Froom Paul, Shimoni Zvi
Department of Epidemiology and Preventive Medicine, Sackler Medical School, Tel Aviv University, Tel Aviv, Israel.
Clin Chem. 2006 Feb;52(2):325-8. doi: 10.1373/clinchem.2005.059030.
The aim of this study was to explore whether electronically retrieved laboratory data can predict mortality in internal medicine departments in a regional hospital.
All 10,308 patients hospitalized in internal medicine departments over a 1-year period were included in the cohort. Nearly all patients had a complete blood count and basic clinical chemistries on admission. We used logistic regression analysis to predict the 573 deaths (5.6%), including all variables that added significantly to the model.

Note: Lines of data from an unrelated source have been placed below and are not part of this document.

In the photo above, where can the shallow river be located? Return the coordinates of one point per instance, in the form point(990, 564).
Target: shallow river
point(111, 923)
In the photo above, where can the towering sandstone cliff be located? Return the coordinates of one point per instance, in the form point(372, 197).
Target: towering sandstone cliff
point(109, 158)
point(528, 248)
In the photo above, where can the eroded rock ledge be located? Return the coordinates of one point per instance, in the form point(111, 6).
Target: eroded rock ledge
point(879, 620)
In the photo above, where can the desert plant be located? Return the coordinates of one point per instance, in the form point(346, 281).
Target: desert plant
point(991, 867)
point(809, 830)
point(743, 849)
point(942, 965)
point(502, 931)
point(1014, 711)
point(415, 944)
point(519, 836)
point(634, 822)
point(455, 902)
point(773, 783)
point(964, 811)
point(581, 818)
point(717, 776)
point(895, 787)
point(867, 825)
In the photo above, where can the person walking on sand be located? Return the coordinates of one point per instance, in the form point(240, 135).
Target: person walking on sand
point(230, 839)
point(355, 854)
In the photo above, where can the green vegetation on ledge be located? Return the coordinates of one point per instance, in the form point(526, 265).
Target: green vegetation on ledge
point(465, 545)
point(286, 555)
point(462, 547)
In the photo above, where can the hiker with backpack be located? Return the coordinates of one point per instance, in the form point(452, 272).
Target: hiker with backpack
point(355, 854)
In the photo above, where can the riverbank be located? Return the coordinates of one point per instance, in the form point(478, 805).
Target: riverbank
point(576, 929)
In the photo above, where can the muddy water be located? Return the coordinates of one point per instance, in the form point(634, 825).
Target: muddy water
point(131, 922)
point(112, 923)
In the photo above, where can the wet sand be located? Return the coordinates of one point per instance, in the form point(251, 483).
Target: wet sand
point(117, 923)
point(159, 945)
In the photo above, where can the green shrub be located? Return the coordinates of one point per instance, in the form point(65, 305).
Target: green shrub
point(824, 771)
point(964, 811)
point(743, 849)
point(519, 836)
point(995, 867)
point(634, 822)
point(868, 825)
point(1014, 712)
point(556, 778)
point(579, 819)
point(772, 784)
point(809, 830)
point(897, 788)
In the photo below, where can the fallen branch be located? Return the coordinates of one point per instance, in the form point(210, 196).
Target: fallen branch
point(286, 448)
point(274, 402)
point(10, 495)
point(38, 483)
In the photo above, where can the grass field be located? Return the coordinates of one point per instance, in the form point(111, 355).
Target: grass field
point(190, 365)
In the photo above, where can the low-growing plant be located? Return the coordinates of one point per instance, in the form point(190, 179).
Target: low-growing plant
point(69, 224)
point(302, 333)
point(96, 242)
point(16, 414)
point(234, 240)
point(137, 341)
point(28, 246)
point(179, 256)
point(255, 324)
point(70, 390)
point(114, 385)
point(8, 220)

Eight laboratory variables and age significantly and independently contributed to a logistic regression model (area under the ROC curve, 88.7%). The odds ratio for the final model per quartile of risk was 6.44 (95% confidence interval, 5.42-7.64), whereas for age alone, the odds ratio per quartile was 2.01 (95% confidence interval, 1.84-2.19).
A logistic regression model including only age and electronically retrieved laboratory data highly predicted mortality in internal medicine departments in a regional hospital, suggesting that age and routine admission laboratory tests might be used to ensure a fair comparison when using mortality monitoring for hospital quality control.
本研究旨在探讨通过电子检索获得的实验室数据能否预测一家地区医院内科病房患者的死亡率。
该队列纳入了在1年期间内科病房收治的全部10308例患者。几乎所有患者入院时均进行了全血细胞计数和基础临床化学检查。我们使用逻辑回归分析来预测573例死亡病例(5.6%),模型纳入所有有显著意义的变量。
8项实验室变量和年龄对逻辑回归模型有显著且独立的贡献(ROC曲线下面积为88.7%)。最终模型中风险每增加一个四分位数的比值比为6.44(95%置信区间为5.42 - 7.64),而仅年龄一项,每增加一个四分位数的比值比为2.01(95%置信区间为1.84 - 2.19)。
仅包含年龄和通过电子检索获得的实验室数据的逻辑回归模型能够高度预测一家地区医院内科病房患者的死亡率,这表明在利用死亡率监测进行医院质量控制时,年龄和常规入院实验室检查可用于确保公平比较。